Law firm of ex-team doctor: Players defending PSU's Franklin may not have whole story
Numerous former players have come to the defense of Penn State head football coach James Franklin since accusations he pressured a former team doctor of prematurely clearing injured players, but the law firm representing Dr. Scott A. Lynch released a statement Tuesday afternoon saying players may simply be unaware of the full story.
“Please understand that the issues which bring this dispute to the forefront involve communications which took place between Coach Franklin and Dr. Lynch and medical personnel under Dr. Lynch’s command; communications which athletes may not have had knowledge of, not fully appreciated,” read the statement by Lynch’s attorney, Steven F. Marino of Marino Associates in Philadelphia.
“This dispute does not involve the relationships which may have developed and communications which may have taken place between Coach Franklin and selected athletes.”
Lynch served as the director of athletic medicine until March 1, when he claimed in a lawsuit filed Aug. 23 he was let go in retaliation for reporting Franklin to several university leaders — among them AD Sandy Barbour, Senior Associate AD Charmelle Green and Athletic Integrity Monitor Robert Boland.
No specific instances of Franklin pressuring Lynch were mentioned in the 43-page complaint, and both Franklin and the university refuted the allegations last week. But Lynch said in the whistleblower lawsuit, filed in Dauphin County, that Franklin interfered with medical management and return-to-play decisions “on multiple and repeated occasions.”
Franklin briefly addressed the accusations last Tuesday.
“We’ll continue to defend our program and all its participants on the matter,” Franklin said during his weekly press conference, repeating part of Penn State Health’s earlier statement. “As always, the health and well-being of our student-athletes is of the utmost importance to us.”
Coming to Franklin's defense: Since the accusations, many players and their parents have taken to social media and other public avenues to express their trust in Franklin. Former tight end Adam Breneman, who lost much of his career to injuries, supported Franklin publicly last week and wrote, “Never once did he attempt to pressure me into playing or rush me back. He was adamant that I take as much time as I needed to get healthy.”
Former quarterback Trace McSorley, now with the Baltimore Ravens, said that he “never once felt pressured” to return injured. Even some of Franklin’s former Vanderbilt players, such as QB Austyn Carta-Samuels, who played until 2013, reiterated how Franklin kept him out of a big game due to injury “and chose to protect me.”
Among Franklin’s other public supporters were former players such as offensive lineman Paris Palmer, linebacker Jason Cabinda and NFL all-star Saquon Barkley.
Neither Penn State nor the football program immediately responded to a request seeking comment.

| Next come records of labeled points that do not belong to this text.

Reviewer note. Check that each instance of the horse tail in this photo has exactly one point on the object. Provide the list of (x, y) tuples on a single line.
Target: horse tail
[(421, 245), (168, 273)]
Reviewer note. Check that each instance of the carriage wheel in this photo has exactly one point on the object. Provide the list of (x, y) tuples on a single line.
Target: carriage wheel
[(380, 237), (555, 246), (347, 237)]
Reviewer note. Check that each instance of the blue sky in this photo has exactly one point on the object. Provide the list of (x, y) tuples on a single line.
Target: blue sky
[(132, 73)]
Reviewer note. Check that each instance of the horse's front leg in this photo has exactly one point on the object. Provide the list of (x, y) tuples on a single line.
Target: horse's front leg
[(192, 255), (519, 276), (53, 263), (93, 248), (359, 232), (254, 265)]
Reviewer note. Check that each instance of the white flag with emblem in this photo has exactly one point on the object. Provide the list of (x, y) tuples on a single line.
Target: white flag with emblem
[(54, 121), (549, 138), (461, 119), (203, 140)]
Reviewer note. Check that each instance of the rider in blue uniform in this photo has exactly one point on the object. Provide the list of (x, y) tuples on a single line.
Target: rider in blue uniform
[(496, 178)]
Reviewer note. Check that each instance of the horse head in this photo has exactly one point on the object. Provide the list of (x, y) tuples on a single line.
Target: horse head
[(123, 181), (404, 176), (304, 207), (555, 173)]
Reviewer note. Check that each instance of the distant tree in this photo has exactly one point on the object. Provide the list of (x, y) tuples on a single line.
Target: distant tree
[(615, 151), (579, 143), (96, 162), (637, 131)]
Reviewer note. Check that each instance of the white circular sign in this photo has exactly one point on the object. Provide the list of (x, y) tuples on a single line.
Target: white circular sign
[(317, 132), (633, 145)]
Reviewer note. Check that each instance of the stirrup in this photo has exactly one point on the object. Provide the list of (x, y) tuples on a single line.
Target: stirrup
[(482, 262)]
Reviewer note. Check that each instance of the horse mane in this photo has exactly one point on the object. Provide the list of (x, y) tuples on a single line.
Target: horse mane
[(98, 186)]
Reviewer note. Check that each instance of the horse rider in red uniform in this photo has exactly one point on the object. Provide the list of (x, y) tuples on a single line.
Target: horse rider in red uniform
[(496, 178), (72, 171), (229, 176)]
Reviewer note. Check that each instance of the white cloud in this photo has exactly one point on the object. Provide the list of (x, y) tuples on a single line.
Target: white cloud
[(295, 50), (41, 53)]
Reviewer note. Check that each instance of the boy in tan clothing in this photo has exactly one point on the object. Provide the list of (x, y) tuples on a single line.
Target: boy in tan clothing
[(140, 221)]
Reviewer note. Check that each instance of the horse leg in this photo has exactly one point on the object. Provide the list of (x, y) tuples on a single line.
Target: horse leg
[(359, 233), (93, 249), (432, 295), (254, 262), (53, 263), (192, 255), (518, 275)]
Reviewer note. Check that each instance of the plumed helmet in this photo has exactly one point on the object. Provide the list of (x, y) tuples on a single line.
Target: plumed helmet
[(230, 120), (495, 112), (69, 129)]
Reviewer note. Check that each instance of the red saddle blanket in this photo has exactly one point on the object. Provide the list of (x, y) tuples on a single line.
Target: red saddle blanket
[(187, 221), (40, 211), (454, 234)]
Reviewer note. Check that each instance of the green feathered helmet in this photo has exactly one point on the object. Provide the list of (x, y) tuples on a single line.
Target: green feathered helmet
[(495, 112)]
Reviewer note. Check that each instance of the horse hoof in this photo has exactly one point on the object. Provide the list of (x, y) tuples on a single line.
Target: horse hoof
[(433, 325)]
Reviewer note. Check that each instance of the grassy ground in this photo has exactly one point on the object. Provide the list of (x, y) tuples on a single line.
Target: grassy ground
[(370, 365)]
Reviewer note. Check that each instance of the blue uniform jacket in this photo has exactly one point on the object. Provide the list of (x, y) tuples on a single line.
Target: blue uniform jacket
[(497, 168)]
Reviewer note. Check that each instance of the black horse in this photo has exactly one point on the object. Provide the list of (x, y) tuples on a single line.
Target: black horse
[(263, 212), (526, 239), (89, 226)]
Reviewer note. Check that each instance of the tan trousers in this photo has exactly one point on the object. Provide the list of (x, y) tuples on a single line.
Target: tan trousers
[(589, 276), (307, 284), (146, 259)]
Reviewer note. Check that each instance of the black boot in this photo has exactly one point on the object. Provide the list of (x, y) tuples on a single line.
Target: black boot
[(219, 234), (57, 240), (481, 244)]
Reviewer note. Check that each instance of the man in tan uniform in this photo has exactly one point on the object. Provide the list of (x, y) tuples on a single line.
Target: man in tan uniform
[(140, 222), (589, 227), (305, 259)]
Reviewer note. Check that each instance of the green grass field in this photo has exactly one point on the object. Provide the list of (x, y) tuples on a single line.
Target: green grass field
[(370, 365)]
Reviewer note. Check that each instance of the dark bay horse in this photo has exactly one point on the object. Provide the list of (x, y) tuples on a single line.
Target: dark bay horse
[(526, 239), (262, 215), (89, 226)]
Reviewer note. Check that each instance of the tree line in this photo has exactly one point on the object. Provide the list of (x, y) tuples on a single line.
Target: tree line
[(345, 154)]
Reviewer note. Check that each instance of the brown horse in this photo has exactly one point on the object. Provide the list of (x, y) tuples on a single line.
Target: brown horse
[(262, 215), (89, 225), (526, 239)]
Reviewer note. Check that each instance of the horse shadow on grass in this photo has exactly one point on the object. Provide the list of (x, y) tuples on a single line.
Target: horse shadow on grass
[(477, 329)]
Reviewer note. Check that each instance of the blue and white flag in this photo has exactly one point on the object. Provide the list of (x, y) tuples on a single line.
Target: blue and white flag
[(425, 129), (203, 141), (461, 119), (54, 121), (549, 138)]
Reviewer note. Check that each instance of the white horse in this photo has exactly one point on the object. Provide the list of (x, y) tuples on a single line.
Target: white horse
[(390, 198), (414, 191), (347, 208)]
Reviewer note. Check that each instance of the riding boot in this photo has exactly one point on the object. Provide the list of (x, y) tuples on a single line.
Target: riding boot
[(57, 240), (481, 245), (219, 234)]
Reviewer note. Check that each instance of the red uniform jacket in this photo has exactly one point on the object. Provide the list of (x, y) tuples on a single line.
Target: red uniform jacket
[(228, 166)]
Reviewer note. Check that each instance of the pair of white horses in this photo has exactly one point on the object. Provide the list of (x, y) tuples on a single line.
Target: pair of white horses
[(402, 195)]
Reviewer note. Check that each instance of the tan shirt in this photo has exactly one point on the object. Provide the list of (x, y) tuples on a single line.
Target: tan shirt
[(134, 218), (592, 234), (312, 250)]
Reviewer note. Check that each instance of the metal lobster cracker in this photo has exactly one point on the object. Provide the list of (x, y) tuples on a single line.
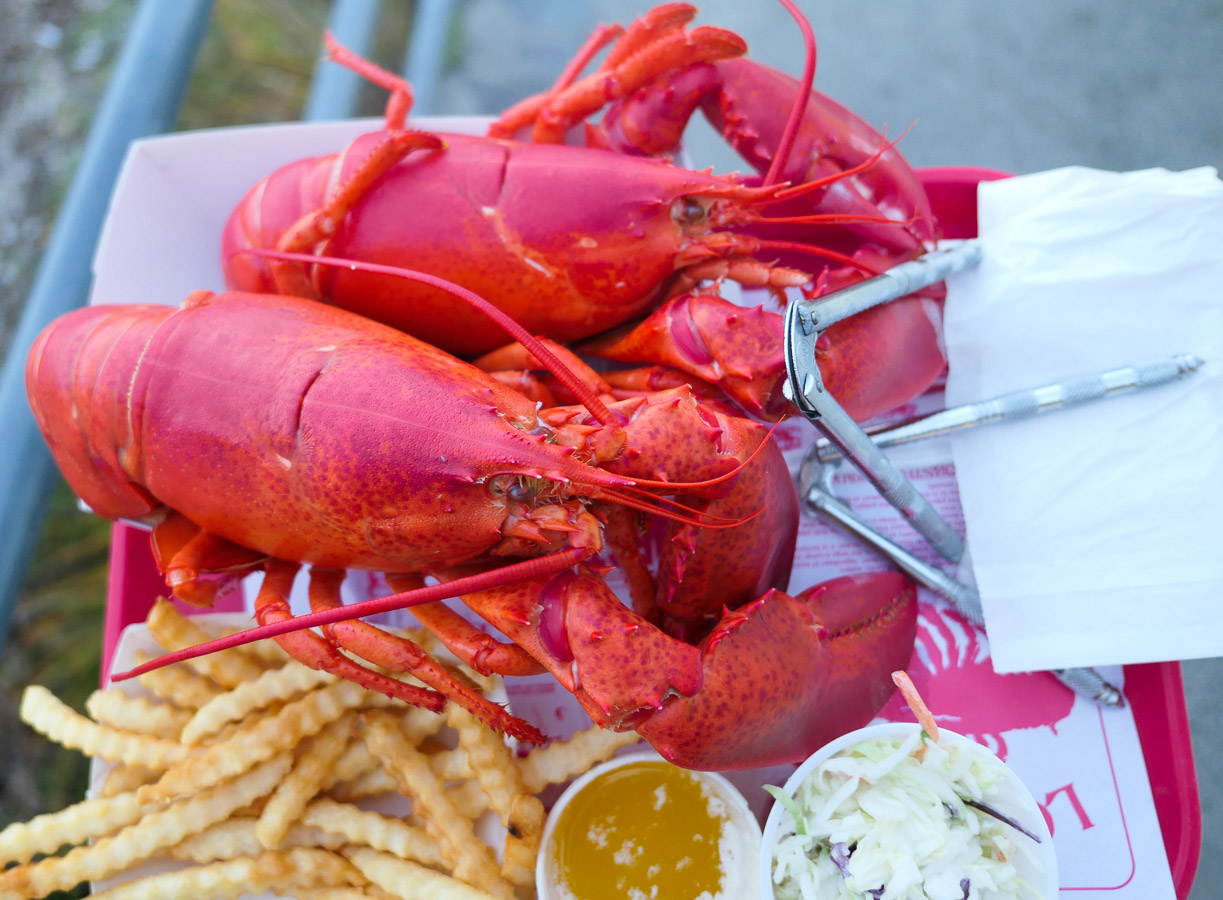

Marino Associates also did not immediately respond to a request seeking further comment but said in the aforementioned statement that Lynch would not be commenting publicly on the matter.
Lynch served as the team’s orthopedic physician since 2013 and as the director of athletic medicine since 2014. Dr. Wayne Sebastianelli, who was the team doctor prior to 2013, resumed his previous duties once Lynch was let go.
According to the complaint, the university initially explained Lynch’s dismissal by saying the program preferred someone who lived in State College as opposed to Hershey, which is about a two-hour drive away. (Lynch has worked at the Penn State Health Milton S. Hershey Medical Center since 1997.)
Penn State Health released a statement last week rejecting Lynch’s claims.
“In February 2019, Penn State Health administrators decided to change leadership for athletic medicine and the delivery of care for Intercollegiate Athletics,” the statement read. “This transition was completed with the best interests of student-athletes in mind, given the increasing complexity and growing demands of sports medicine, as well as health care in general.
“While we reject Dr. Lynch’s claims and will vigorously defend our program and its representatives, we remain grateful to him for his five years as director of athletic medicine for Intercollegiate Athletics and for his continued association with Penn State Health.”